A competent Politician could have shared a Platform to put their own vision of the UKs continued membership forward....and would have put political differences aside.
No doubt you will recall during the debate I pointed out to you and others that you would have to hold your nose and support cameron.
Bizzarre isn't it then....that Corbyn couldn't do this?
You make my above point perfectly, that politicians could put aside their differences and work alongside one another.
Your views and and support of Corbyn are frequently challenged on this discussion forum.
Finally we get there AAS...take a bow you are now half right...and now it's my turn too smirk.
He was willing to go on TV....but chose a comedy show instead of a serious political one....and having secured this outlet to present his support for the UK staying in the EU....what was the new late night King of Comedy's contribution to persuading voters to remain?....as you point out AAS, it was to tell us that the EU isn't that great.
I never once held my nose and supported Cameron.
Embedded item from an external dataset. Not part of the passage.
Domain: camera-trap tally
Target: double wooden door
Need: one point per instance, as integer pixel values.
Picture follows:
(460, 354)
You may recall at the time that I was voting against Cameron - against his ability to remove us from the EU without ****ing it up. And lo and behold Cameron himself, despite promising to stay on, realised he had created a monster and quit.
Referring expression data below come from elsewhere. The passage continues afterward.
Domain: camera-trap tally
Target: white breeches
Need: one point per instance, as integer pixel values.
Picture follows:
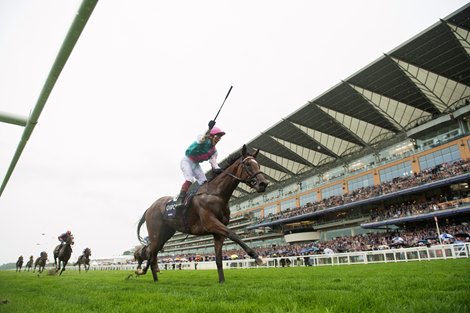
(192, 171)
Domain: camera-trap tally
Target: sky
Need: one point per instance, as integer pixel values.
(142, 83)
I have plenty of times held my nose and voted Lib Dem because I always vote against the Tories. I never vote Tory and never will.
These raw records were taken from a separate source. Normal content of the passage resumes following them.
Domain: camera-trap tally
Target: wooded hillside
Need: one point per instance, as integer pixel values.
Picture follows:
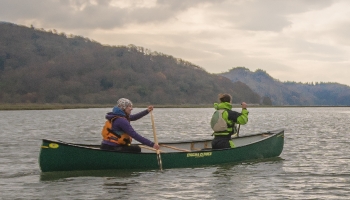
(39, 66)
(291, 93)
Holding up the coming together of Galloway and Farage as an example of the way things should be done is as crazy as crazy gets IMO.
You are judging someone from your values, but he doesn't share your values.
This is a fundamentally different approach to what you are looking for. There was a yes / no vote. Each option was backed by half of the Conservative party. The fact that you still see a Remain vote as backing Cameron is why you should see the point not sharing platform with Cameron. If Corbyn had shared a platform with Cameron then you would now be talking about him backing Cameron so in that respect he did the right thing.
Corbyn's job was to get the Labour vote out for Remain. It wasn't to try to convert Tory voters - that was Cameron's job.
You may not see 'Last Leg' as a valuable source of media coverage but you are not the kind of person Corbyn was trying to reach. 'Last Leg' is part comedy but part political / social comment. It was set up to report on sport for the disabled. This is exactly the kind of media that people with empathic leanings will watch and that is a Corbyn audience. Those people want the truth not the threats that Cameron was offering.
Cameron called a referendum for two reasons - to stop losing votes to UKIP and to calm the anti EU section in his party. He called it on the assumption that there would be a Remain vote. He was wrong.
His job - once he had called a referendum was to get his own MPs and Tory voters to back Remain. He failed to get members of his own cabinet to back his stance. He failed to get Tory voters to vote his way. He failed to stick around to clear up the mess he had created.
Corbyn's job was to get the Labour vote for Remain. He succeeded in getting his MPs to back Remain. There was less than a handful of Labour MPs that didn't back Remain. He succeeded in getting 70% of Labour voters to back Remain.
You don't agree with Corbyn's policies and you don't agree with his methods - neither of these things are a surprise.
But as party leaders each of them are responsible for getting their voters to back the party line. Corbyn had 70% of his, Cameron had under 50% of his. From that it seemed one of their approaches worked and one didn't.